Imagine you have data rows or docs indexed daily, and your data flow from the primary data API to the first persistence point saves the data in monthly buckets.
Now, to make the things a little bit more complicated, let’s say that your Serverless service fetches the monthly buckets from this first persistence service, enrich, transform and send the data to the analytic DB. Unfortunately, the enrichment process calls a free third-party API that takes 5 seconds to respond to each doc. So, you have a process that will take at least 150 seconds in each run, and at Serverless model this will probably represent a good investment. Moreover, the distribute attribute of Serverless computing is not in it’s optimized use — you can have a 1000 processes running at the same time, but you are running just a few.
If you have essential features that relate to buckets as in the monthly case, reducing the process scope to a single row/doc represents more networking and data duplication. To be honest, on the circumstances I faced this kind of challenge, data duplication and more network calls were a better solution in performance and economy.
Serverless computing is a very sexy and easy solution for pipelines integration and simple daily tasks. Imagine you need to move data around, a significant amount of data, that would require you to considerer parallel processes. The function as a service model will let you upload the data transfer snippet and trigger a good number of processes in a matter of minutes. If you have a piece of code that requires complex dependencies, it is also possible to do it. However, the deploy will be more painful.

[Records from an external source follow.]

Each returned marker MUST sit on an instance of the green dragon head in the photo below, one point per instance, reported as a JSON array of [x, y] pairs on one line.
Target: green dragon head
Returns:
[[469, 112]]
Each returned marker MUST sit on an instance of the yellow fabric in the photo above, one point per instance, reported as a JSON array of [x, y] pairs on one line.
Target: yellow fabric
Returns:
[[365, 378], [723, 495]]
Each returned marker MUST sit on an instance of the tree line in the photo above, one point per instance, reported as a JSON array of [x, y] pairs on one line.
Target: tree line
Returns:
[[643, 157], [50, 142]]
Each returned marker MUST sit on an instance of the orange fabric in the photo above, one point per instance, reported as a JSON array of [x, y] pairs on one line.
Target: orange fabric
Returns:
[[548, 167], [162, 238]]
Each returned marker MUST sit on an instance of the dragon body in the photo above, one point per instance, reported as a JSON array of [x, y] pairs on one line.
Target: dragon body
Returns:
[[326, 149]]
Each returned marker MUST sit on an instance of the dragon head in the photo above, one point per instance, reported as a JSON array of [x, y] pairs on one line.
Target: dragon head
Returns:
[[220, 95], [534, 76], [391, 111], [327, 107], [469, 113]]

Programs with complex dependencies requirements are harder to develop and deploy given the service options of code transferring and environment development. In this case, to automate the dependencies setup and code upload, it is a must, so repetition will not grow into a nightmare.
Finally, Serverless computing is close to being a wildcard solution for pipeline architectures and for a significant number of daily tasks, though, like everything in life and especially in data engineering, there is no magical solution.